Segundo Aristóteles, a igualdade reside no tratamento correto aos indivíduos, tratando-os na medida de sua desigualdade. Sendo assim, para se obter uma sociedade justa e mais igualitária, deve-se tratar igualmente os iguais e desigualmente os desiguais.
Com este intuito, em 2012 foi sancionada a Lei Nº 12.711, a lei de cotas, que garante a reserva de 50% das vagas ofertadas em universidades e institutos federais para pessoas que cursaram o ensino médio em escolas públicas, incluindo no processo seletivo, critérios raciais e de renda. Posteriormente, em 2016, por meio da Lei Nº 13.409, também foram incluídas nas hipóteses de reserva de vagas as pessoas com deficiência. Vale frisar que, para a garantir a vaga reservada, o candidato deve comprovar estar incluído nas hipóteses acima.
Por mais que ainda haja pessoas que criticam tal política, a mesma é resultante da desigualdade social tão presente no país. Não é segredo que escolas públicas, em sua grande maioria, possuem educação em qualidade muito inferior àquela dada em escolas privadas. Sendo assim, é nítido que candidatos cujo a educação foi em escolas particulares possuem grande vantagem sobre candidatos cujo a educação foi em escolas públicas.

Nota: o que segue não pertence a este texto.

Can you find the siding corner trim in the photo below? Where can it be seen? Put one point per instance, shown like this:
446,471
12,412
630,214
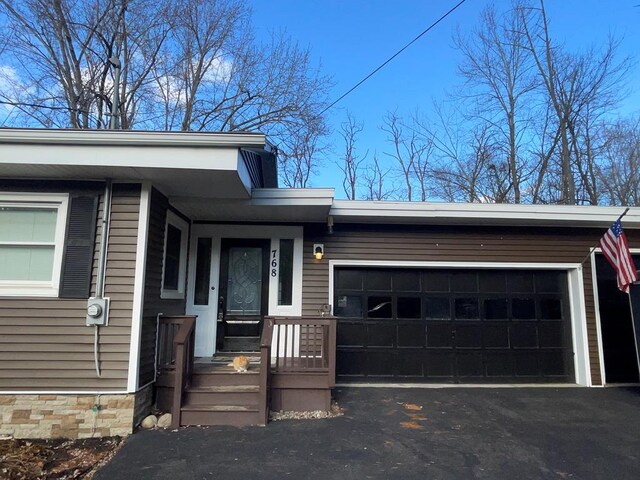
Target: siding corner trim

Com isto, não bastaria tratar igualmente um aluno de escola pública e outro de escola privada, cuja qualidade da educação é tão absurdamente desigual. Diante de uma situação desta, é preciso um tratamento desigual para que ambos tenham acesso às oportunidades, pois a desigualdade já existe e isso é evidente.
Por esta razão a Lei de cotas é tão necessária. Ela não tem o condão de garantir a igualdade, mas sim de reduzir a desigualdade numa sociedade com tantas diferenças econômicas, individuais e raciais.